For the mid-semester appointments, fewer students will typically sign up. It is a range of those that do take advantage of the meeting – it is student doing well and those that are struggling. But these mid-semester appointments are valuable for helping students connect with resources they need to continue on in the course – or, in some cases, get students the information they need to connect with their academic adviser.
I find that 20 minutes would be an ideal length of time to connect, as I end up speaking through all of my “required” material for most of the time, leaving little opportunity to chat with students or for a more detailed Q&A before the next student arrives. There are a few appointments that I have conducted with two students at the same time (if one student arrives late, for example). These have also gone very well, and the students get an opportunity to share advice/strategies for succeeding in an online course, etc. I may explore this model of two students for 20 minutes in my next online offering, especially if my enrollments continue to increase.

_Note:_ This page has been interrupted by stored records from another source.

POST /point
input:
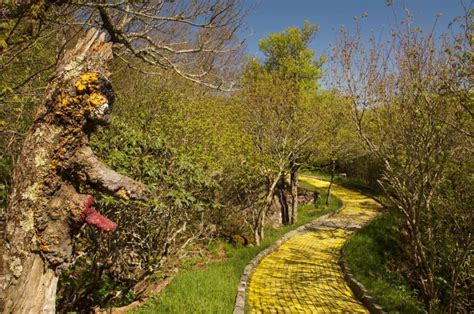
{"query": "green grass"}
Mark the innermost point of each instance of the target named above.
(369, 253)
(213, 290)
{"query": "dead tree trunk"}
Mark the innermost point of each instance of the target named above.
(333, 173)
(53, 176)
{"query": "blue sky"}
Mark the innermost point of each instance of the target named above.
(272, 16)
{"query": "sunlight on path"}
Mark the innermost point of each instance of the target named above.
(303, 275)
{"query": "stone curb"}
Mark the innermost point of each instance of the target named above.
(358, 289)
(241, 298)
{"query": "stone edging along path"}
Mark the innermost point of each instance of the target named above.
(302, 270)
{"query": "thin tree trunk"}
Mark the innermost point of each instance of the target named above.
(47, 206)
(333, 173)
(294, 194)
(260, 221)
(283, 200)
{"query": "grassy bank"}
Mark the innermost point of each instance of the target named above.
(213, 290)
(371, 254)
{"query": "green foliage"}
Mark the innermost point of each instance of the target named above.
(110, 264)
(287, 54)
(213, 290)
(373, 254)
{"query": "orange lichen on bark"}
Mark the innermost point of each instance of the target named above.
(87, 81)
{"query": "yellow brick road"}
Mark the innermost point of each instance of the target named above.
(303, 275)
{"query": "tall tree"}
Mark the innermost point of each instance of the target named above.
(411, 101)
(276, 99)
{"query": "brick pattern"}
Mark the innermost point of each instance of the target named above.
(303, 274)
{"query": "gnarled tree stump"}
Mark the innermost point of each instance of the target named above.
(49, 200)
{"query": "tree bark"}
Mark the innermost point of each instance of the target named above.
(333, 173)
(55, 170)
(283, 200)
(294, 193)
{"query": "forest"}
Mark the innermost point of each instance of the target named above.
(146, 157)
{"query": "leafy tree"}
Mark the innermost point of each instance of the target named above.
(411, 102)
(277, 111)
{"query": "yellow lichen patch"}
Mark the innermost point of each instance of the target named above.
(97, 99)
(44, 247)
(303, 275)
(87, 81)
(122, 193)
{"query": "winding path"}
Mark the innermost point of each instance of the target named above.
(303, 274)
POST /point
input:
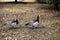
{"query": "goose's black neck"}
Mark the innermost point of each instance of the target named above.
(38, 18)
(17, 21)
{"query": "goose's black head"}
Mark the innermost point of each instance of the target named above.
(38, 18)
(16, 21)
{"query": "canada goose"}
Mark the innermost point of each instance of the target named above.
(33, 23)
(12, 23)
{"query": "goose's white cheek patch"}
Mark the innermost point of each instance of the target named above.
(35, 24)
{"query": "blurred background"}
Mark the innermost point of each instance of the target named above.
(26, 10)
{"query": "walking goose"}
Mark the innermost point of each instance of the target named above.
(12, 23)
(33, 23)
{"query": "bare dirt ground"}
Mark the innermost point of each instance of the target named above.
(50, 19)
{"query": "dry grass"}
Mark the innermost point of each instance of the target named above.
(26, 12)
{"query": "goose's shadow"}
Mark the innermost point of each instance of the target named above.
(23, 27)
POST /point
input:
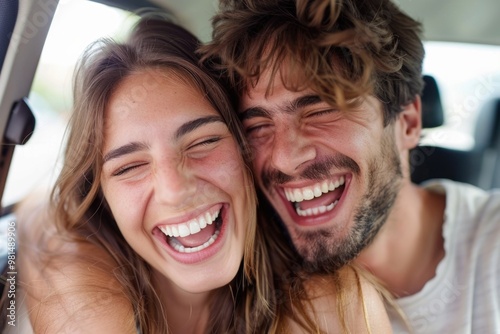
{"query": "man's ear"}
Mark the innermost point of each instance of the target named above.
(409, 124)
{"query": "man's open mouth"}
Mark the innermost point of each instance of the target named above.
(196, 234)
(317, 199)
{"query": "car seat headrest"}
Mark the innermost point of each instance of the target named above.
(488, 124)
(432, 109)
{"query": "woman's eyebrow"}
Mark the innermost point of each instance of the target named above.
(123, 150)
(194, 124)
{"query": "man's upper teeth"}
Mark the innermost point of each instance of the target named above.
(191, 227)
(308, 193)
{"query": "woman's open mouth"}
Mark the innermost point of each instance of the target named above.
(196, 234)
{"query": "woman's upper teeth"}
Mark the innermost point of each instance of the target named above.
(191, 227)
(308, 193)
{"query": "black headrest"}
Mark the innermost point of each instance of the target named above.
(488, 124)
(432, 109)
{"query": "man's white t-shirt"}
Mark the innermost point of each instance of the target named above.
(464, 296)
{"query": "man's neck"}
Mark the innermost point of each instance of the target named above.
(408, 248)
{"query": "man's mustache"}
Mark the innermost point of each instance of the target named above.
(316, 171)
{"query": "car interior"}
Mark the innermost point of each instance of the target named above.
(461, 99)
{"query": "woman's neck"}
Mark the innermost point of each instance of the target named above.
(186, 312)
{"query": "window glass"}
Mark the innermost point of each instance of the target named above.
(468, 75)
(76, 24)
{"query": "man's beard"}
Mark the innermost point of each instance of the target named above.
(326, 250)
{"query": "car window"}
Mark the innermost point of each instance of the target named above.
(468, 75)
(76, 24)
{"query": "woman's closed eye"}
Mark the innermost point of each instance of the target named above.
(128, 168)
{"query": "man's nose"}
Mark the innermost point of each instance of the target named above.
(291, 150)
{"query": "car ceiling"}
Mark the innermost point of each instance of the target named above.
(444, 20)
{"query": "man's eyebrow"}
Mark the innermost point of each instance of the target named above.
(300, 102)
(253, 112)
(123, 150)
(194, 124)
(304, 101)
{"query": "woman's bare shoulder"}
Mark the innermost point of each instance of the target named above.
(70, 286)
(346, 299)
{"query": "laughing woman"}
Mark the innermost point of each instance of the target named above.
(152, 225)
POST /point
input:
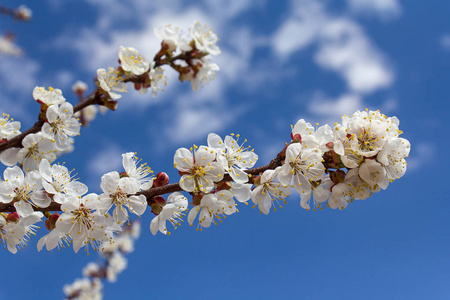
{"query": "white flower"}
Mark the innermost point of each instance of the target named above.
(207, 210)
(56, 180)
(79, 87)
(82, 222)
(205, 39)
(141, 173)
(157, 79)
(60, 125)
(173, 211)
(367, 133)
(241, 191)
(50, 97)
(35, 148)
(116, 191)
(87, 114)
(16, 234)
(8, 157)
(302, 166)
(132, 61)
(320, 194)
(8, 127)
(393, 157)
(373, 172)
(111, 82)
(54, 239)
(269, 188)
(234, 158)
(199, 169)
(23, 190)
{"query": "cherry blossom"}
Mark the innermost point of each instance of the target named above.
(268, 189)
(23, 190)
(234, 158)
(199, 169)
(116, 191)
(132, 61)
(82, 221)
(111, 82)
(173, 211)
(60, 125)
(48, 97)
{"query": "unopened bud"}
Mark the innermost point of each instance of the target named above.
(161, 179)
(296, 137)
(337, 176)
(79, 88)
(23, 13)
(50, 223)
(224, 185)
(13, 217)
(197, 198)
(157, 203)
(111, 104)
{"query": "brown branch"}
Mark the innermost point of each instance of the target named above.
(170, 188)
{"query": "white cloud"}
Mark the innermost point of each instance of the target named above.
(342, 46)
(347, 50)
(345, 104)
(383, 8)
(18, 77)
(301, 29)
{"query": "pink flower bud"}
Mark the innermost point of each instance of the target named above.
(50, 223)
(13, 217)
(161, 179)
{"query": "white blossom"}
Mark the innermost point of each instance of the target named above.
(141, 173)
(48, 97)
(116, 191)
(57, 180)
(157, 79)
(234, 158)
(16, 234)
(173, 211)
(36, 147)
(60, 125)
(82, 221)
(302, 166)
(132, 61)
(205, 39)
(263, 195)
(8, 127)
(111, 82)
(25, 191)
(199, 169)
(172, 37)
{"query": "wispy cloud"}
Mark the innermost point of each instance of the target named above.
(421, 154)
(383, 8)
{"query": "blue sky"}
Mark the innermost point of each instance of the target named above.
(280, 62)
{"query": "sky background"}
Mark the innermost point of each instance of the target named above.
(281, 61)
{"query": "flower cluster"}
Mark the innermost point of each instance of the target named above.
(333, 167)
(189, 55)
(56, 134)
(85, 218)
(113, 252)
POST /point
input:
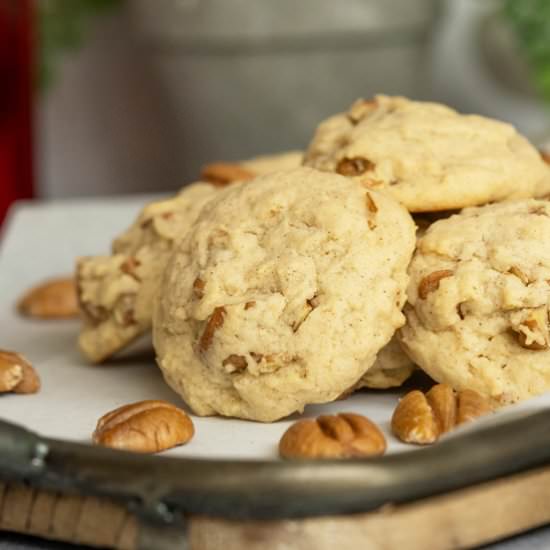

In the end, despite restricting my availability during the first week of classes to campus committee meetings or my availability to students that want to swing by and say hello after the semester break, taking the time to meet with the students in my asynchronous, online course could be the most important activity I engage in during my first week of the semester. Not only are they more connected to me, but I also feel connected to them, and I know I have done my best job in setting them up on a pathway to success to start their journey in my course.
How to set up the meetings
Note that although I used Zoom and the Canvas Calendar, instructors can use any video platform (Microsoft Teams, Google Meet, etc.) and any calendar for scheduling.
I alert the students in a pre-semester announcement I post in the Canvas course that we will be doing one-on-one appointments. When I published the course a few days before the semester begins, the following is a screenshot of the text I have on the first page in the first module.
I use the Canvas Calendar to set up 15-minute appointment slots. I have some slots available starting at 8AM, and there are some evenings I make myself available until 9PM. This is a snapshot of what my calendar looked like. The dark times are slots already taken by students, while the lighter times are open. Through the Canvas Calendar, students also have the opportunity to cancel and reschedule appointments during the week.
When a student clicks on an available time, the following text (shown to the left appears). I send each student the Zoom URL we will use through a Microsoft Outlook Calendar invite. I do this so students gain some more familiarity with Outlook (the official email software of my university). In addition, I set the calendar invite to send a reminder 15 minutes before our scheduled connection time, which has proven to be super-helpful to students!